Life or Something Like It
Directed by Stephen Herek
Written by John Scott Shepherd
Starring Angelina Jolie, Edward Burns

 

Life or Something Like It

Is it just me, or are Angelina Jolie's lips getting even puffier? This is an important question since most of "Life or Else," which is probably a better title than the current one, consists mostly of extreme closeups of her face, with those lips quivering like slightly overripe raspberries.

The story is simple, or perhaps simpleminded would be a better word. Jolie is Lanie Kerigan, a Seattle television feature reporter you might describe as the (early) Baba Wawa of the Northwest. She's engaged to a Seattle Mariners star, she's being considered for a spot on a 'Good Morning America'-type network show in New York, and what could be better in her life?
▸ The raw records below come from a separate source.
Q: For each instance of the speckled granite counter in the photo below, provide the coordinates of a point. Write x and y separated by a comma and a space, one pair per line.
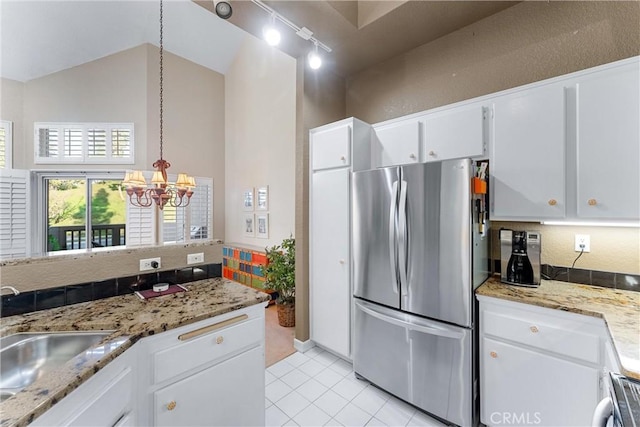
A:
619, 309
131, 318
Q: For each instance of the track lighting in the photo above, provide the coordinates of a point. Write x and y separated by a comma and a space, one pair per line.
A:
271, 33
314, 58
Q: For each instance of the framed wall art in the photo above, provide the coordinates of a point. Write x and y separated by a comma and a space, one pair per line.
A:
262, 226
262, 198
248, 225
247, 199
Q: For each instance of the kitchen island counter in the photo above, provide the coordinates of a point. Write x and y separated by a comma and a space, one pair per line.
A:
131, 319
619, 309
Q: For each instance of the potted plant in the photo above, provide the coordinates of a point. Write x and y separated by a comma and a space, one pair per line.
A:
280, 276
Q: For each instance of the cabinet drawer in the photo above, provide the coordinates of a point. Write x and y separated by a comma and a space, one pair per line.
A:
208, 347
560, 336
331, 148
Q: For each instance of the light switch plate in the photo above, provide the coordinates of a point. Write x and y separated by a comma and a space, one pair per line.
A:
195, 258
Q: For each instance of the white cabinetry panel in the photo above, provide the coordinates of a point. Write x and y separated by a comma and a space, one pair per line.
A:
528, 155
608, 145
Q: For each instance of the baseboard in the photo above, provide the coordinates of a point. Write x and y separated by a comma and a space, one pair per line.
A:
303, 346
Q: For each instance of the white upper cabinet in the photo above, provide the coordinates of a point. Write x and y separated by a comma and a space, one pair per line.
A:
608, 144
455, 133
527, 159
398, 143
331, 148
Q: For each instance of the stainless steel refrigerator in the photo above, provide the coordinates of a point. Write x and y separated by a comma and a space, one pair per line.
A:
418, 255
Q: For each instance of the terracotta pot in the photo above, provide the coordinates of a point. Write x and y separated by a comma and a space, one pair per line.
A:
286, 314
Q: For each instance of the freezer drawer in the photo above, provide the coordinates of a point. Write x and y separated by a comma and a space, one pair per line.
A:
424, 362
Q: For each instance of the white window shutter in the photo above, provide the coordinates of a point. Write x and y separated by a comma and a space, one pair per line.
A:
14, 213
141, 224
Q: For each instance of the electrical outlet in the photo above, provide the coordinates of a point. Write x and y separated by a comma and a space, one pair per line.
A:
150, 264
195, 258
583, 243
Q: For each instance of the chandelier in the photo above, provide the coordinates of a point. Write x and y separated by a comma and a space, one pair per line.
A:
161, 191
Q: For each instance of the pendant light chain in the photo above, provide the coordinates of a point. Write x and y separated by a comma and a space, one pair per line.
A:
161, 78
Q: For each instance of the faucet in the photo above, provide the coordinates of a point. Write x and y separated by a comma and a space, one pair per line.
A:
11, 288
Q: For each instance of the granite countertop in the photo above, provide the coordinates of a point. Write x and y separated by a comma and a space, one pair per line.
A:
619, 309
131, 319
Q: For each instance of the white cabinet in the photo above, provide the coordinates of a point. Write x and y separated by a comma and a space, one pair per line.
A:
106, 399
538, 366
454, 133
398, 143
608, 144
221, 395
330, 290
527, 158
208, 373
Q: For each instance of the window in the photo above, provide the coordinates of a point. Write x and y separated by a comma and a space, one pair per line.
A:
6, 144
90, 143
90, 210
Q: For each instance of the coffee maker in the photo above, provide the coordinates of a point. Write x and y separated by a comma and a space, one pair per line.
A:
520, 257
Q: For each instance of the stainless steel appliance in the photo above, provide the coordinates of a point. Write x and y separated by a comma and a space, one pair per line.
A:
520, 257
622, 407
418, 255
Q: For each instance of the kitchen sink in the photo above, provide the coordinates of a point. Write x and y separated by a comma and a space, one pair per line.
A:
25, 357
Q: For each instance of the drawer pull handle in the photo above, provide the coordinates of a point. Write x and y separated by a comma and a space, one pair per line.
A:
192, 334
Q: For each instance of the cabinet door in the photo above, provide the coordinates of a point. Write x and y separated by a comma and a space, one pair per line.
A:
528, 155
330, 148
398, 143
454, 134
230, 393
523, 387
609, 145
330, 291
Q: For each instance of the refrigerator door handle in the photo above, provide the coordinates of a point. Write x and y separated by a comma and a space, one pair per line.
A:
393, 247
393, 318
402, 239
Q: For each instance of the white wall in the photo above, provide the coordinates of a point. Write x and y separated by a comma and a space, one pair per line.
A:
260, 108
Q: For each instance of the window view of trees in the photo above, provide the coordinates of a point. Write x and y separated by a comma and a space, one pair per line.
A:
67, 213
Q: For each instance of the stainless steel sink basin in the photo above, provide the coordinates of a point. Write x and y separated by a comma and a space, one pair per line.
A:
25, 357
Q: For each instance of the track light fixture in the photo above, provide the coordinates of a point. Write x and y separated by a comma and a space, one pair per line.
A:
272, 35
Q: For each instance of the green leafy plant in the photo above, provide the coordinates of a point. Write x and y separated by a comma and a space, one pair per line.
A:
280, 271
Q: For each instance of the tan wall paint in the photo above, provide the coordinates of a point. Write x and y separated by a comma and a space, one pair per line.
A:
321, 100
529, 42
260, 138
61, 270
11, 107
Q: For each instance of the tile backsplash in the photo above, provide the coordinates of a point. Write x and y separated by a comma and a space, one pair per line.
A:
42, 299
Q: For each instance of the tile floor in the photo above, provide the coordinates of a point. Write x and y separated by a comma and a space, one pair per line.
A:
317, 388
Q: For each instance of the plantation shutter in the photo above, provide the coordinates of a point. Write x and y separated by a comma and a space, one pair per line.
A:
141, 222
14, 213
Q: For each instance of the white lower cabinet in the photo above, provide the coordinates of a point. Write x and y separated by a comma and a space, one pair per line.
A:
222, 395
538, 366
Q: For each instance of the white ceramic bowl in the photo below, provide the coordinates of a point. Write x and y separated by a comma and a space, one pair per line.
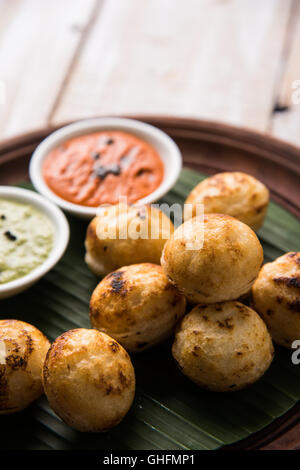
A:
164, 145
61, 237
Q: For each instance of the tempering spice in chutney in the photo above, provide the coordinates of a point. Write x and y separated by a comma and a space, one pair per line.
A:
101, 167
26, 239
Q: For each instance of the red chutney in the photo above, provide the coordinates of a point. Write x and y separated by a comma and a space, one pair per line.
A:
100, 168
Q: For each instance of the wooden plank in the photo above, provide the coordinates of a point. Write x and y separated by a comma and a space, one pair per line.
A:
211, 59
38, 41
285, 123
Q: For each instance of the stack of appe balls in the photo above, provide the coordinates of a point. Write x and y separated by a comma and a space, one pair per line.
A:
221, 345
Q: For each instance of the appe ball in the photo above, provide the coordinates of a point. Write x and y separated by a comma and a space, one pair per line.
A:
223, 347
136, 305
121, 235
22, 353
233, 193
89, 380
224, 268
276, 297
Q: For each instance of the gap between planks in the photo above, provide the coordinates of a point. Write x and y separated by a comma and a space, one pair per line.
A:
84, 37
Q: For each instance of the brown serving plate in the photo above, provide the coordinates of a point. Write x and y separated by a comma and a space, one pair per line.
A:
209, 148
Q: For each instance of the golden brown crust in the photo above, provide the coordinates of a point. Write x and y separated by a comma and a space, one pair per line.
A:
234, 193
223, 269
137, 305
89, 380
276, 297
223, 347
23, 350
106, 255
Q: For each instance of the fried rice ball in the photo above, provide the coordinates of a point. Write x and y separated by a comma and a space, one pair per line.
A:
121, 235
223, 347
276, 297
223, 269
136, 305
89, 380
22, 353
233, 193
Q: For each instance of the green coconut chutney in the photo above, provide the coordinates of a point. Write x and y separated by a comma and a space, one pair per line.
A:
26, 239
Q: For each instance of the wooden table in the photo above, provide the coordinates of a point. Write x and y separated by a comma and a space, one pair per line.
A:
228, 60
235, 61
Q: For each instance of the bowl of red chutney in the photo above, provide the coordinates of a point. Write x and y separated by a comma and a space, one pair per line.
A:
105, 160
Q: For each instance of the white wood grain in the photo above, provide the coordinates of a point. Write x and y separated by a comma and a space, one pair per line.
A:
286, 125
38, 40
212, 59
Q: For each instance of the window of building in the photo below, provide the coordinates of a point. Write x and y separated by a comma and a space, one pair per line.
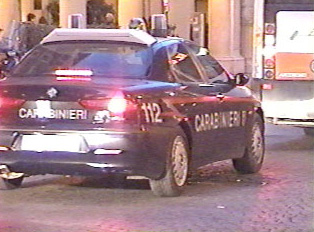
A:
37, 5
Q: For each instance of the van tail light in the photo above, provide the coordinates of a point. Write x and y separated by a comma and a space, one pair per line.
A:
118, 107
8, 102
267, 86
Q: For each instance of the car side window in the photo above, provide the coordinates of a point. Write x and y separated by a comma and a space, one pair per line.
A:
182, 65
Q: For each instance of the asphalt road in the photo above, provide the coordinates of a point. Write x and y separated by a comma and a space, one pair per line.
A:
278, 199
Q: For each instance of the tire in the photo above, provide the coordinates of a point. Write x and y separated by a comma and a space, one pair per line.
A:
309, 131
254, 153
9, 184
176, 172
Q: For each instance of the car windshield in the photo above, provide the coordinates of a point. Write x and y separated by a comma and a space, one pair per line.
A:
103, 59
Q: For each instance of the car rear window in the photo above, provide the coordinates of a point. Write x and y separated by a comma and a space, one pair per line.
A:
103, 59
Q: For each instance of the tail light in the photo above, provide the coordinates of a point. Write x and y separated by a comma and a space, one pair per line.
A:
116, 108
267, 86
7, 102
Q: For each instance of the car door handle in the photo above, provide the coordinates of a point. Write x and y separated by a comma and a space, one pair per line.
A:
220, 96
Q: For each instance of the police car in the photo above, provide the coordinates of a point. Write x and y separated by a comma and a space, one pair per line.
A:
121, 102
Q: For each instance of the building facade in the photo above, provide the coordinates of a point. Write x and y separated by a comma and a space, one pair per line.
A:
224, 26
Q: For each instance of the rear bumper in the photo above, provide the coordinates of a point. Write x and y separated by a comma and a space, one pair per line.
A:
291, 122
142, 154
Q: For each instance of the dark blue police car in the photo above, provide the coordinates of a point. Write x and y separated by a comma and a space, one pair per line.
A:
122, 102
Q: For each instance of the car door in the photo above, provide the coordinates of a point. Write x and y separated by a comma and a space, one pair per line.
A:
199, 103
234, 107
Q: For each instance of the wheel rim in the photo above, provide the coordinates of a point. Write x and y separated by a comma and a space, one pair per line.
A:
257, 144
179, 158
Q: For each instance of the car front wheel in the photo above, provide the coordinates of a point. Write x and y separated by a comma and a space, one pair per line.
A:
176, 169
11, 183
253, 157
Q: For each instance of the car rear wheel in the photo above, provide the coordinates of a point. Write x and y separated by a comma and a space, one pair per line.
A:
176, 170
11, 183
253, 157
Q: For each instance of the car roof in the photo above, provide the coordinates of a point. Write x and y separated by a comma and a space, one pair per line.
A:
121, 35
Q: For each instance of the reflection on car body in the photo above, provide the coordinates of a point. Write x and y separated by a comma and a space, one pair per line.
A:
122, 102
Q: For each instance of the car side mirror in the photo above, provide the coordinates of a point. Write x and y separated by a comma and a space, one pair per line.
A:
241, 79
10, 60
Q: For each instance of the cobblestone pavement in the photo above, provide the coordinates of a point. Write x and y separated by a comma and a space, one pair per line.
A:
278, 199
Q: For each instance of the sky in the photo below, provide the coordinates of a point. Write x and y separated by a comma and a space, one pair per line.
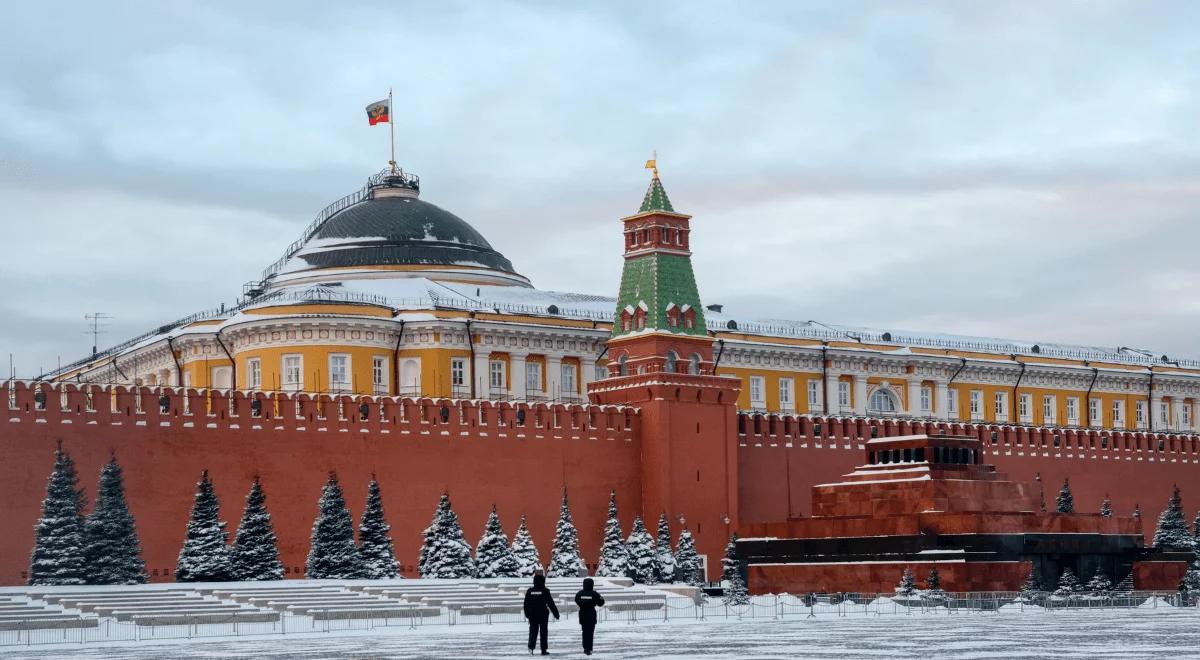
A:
1020, 169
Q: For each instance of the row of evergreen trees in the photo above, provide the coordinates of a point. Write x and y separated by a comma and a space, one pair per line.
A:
445, 552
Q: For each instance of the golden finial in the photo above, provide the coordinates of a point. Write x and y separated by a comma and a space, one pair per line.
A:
653, 163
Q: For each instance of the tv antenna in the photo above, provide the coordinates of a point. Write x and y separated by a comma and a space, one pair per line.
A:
97, 321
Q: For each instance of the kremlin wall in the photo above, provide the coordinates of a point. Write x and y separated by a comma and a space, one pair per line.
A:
393, 340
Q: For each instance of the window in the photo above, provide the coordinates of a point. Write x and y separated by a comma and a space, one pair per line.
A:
756, 393
293, 372
255, 373
568, 382
339, 372
457, 372
882, 401
533, 377
496, 376
379, 373
786, 401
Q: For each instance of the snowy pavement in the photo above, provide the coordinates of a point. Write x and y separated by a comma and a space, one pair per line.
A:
1095, 635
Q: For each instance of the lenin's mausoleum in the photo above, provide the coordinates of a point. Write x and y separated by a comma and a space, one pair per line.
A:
391, 339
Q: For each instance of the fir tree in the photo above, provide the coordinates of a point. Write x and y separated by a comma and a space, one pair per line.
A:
1068, 585
641, 553
450, 555
256, 553
613, 555
907, 583
113, 552
564, 558
1065, 503
333, 553
205, 553
493, 557
687, 561
665, 559
58, 556
1099, 583
430, 534
731, 574
525, 551
1173, 529
375, 538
Nothing, until she does a feature on Prophet Jack (Tony Shalhoub), a homeless street man with what appears to be the gift of prophecy. When she holds the mike up to him he prophesizes that she will die next week.

Well. You can imagine the shock, and how she feels, particularly since she thinks ex-one-night-stand cameraman Pete (Edward Burns) put Jack up to it as a joke. So we spend an interminable week with Lanie, as she goes through at least the first three stages of Kubler-Ross's five stages of grief, which also means that she gives up her fiancé, she falls in love with Pete - oh, you hadn't guessed? - and is chosen for the New York gig, all at the same time.

Is this a real film or just an hour and forty-five minutes of cheesy schlock? There are only two valid performances here: the first is by Burns, who doesn't try to overplay his quiet New York manner; the second, and it is a brilliant piece of acting, is a cameo by Stockard Channing, as Deborah Connors, a world-famous journalist interviewed in New York by Lanie. In just three or four minutes of screen time she goes from bitch to human being as we watch; probably as difficult a transition to make believable as exists in film. For the rest, we do have those lips to stare at.